My friend's main argument was one of focusing on the objective nature of Christ's coming and truly becoming the firstborn of the new creation in his resurrection. We have to admit that Christ partaking of the new creation was an "in time" thing. If that's so, could OT saints partake of it? Would they not be those who were "firstborn" instead of Christ if they truly partook of the new creation? I suppose a more basic question would be: If they didn't partake of the new creation, does that give credence to (at this point) a difference of substance?

(Actually, I've casted this post in such a manner as to suggest we were really "arguing" last night after the service . . when, in actuality, we were merely all discussing out loud and thinking about this topic! So, I'm continuing this "thinking out loud" here on the forum!  )

Well, I don't claim to have an answer to this conundrum . . . so, thoughts?


----------



## Dan.... (Apr 24, 2006)

Hey Casey - This sounds somewhat familiar. It almost seems like I had a somewhat similar conversation with a group of people yesterday (which left me scratching my head)..... It's like de ja vu all over again....

All,
Here is my layman level question from which I came away from the above conversation scratching my head...

If Christ brought in the age to come at His resurrection from the dead, then what is the practicle difference between Old Testament saints and New Testament saints in relation to the New Testament saints' participation in the age to come? Phrased another way: If we already are living in the age to come and are partaking of the benefits of the new creation, then how would the Old Testament saint's experience be different? Can the Old Testament saint have been regenerate and yet not participate in the new creation/age to come in his earthly pilgrimage? 

Also, how does Hebrews 11:40 relate to this?
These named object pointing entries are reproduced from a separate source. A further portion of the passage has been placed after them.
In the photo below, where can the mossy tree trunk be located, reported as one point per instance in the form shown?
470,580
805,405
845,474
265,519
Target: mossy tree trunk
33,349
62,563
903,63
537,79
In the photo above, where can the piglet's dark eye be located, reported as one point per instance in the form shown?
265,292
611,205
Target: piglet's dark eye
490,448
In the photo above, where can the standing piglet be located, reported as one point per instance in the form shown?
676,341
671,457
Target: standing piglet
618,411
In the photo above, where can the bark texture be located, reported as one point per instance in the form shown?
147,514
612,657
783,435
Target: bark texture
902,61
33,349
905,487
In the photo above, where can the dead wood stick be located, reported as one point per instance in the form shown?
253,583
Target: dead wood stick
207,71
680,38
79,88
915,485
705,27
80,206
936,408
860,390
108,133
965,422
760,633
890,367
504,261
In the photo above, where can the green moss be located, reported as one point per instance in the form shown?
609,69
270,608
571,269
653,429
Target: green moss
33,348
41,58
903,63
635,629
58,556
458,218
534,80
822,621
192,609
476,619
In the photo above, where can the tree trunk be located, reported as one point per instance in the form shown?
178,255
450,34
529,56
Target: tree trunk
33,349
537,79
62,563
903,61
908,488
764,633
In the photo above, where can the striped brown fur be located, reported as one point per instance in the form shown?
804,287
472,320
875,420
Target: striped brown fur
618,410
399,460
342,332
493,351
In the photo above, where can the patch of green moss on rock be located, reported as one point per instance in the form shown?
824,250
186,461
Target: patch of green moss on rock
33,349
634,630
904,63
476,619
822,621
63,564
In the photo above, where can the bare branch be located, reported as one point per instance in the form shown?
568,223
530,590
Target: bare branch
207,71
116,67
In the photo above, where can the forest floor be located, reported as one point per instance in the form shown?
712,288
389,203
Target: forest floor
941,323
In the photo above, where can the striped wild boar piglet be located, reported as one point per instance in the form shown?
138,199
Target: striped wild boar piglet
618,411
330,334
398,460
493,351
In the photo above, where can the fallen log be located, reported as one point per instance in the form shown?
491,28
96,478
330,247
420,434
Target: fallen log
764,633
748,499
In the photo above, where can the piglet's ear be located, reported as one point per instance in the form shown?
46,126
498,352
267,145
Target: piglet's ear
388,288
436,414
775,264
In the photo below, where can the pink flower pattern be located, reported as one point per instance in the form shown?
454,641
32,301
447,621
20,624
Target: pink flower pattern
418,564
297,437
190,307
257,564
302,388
Sorry if I am being redundant. Quite probably Casey is asking the same question, but he's smarter than me. So I thought I'd ask it on a more basic level.


Thanks.

[Edited on 4-24-2006 by Dan....]


----------



## C. Matthew McMahon (Apr 24, 2006)

V. This covenant was *differently administered* in the time of the law, and in the time of the gospel:[9] under the law, it was administered by promises, prophecies, sacrifices, circumcision, the paschal lamb, and other types and ordinances delivered to the people of the Jews, all foresignifying Christ to come;[10] which were, for that time, sufficient and efficacious, through the operation of the Spirit, to instruct and build up the elect in faith in the promised Messiah,[11] by whom they had full remission of sins, and eternal salvation; and is called the old testament.[12]

9. II Cor. 3:6-9
10. Heb. 8-10; Rom. 4:11; Col. 2:11-12; I Cor. 5:7
11. I Cor. 10:1-4; Heb. 11:13; John 8:56
12. Gal. 3:7-9, 14; Psa. 32:1-2, 5

VI. Under the gospel, when Christ, the substance,[13] was exhibited, the ordinances in which this covenant is dispensed are the preaching of the Word, and the administration of the sacraments of baptism and the Lord's Supper:[14] which, though fewer in number, and administered with more simplicity, and less outward glory, yet, in them, it is held forth in more fullness, evidence and spiritual efficacy,[15] to all nations, both Jews and Gentiles;[16] and is called the new testament.[17] *There are not therefore two covenants of grace, differing in substance, but one and the same, under various dispensations.*[18]

13. Col 2:17

14. I Cor. 1:21; 11:23-25; Matt. 28:19-20
15. Heb. 12:22-24; II Cor. 3:9-11; Jer. 31:33-34
16. Luke 2:32; Acts 10:34; Eph. 2:15-19
17. Luke 22:20
18. Gal. 3:8-9, 14, 16; Rom. 3:21-22, 30; 4:3, 6-8, 16-17, 23-24; 10:6-10; Heb. 4:2; Gen. 15:6; Psa. 32:1-2; I Cor. 10:3-4


----------



## Casey (Apr 24, 2006)

> _Originally posted by C. Matthew McMahon_
> ... *There are not therefore two covenants of grace, differing in substance, but one and the same, under various dispensations.* ...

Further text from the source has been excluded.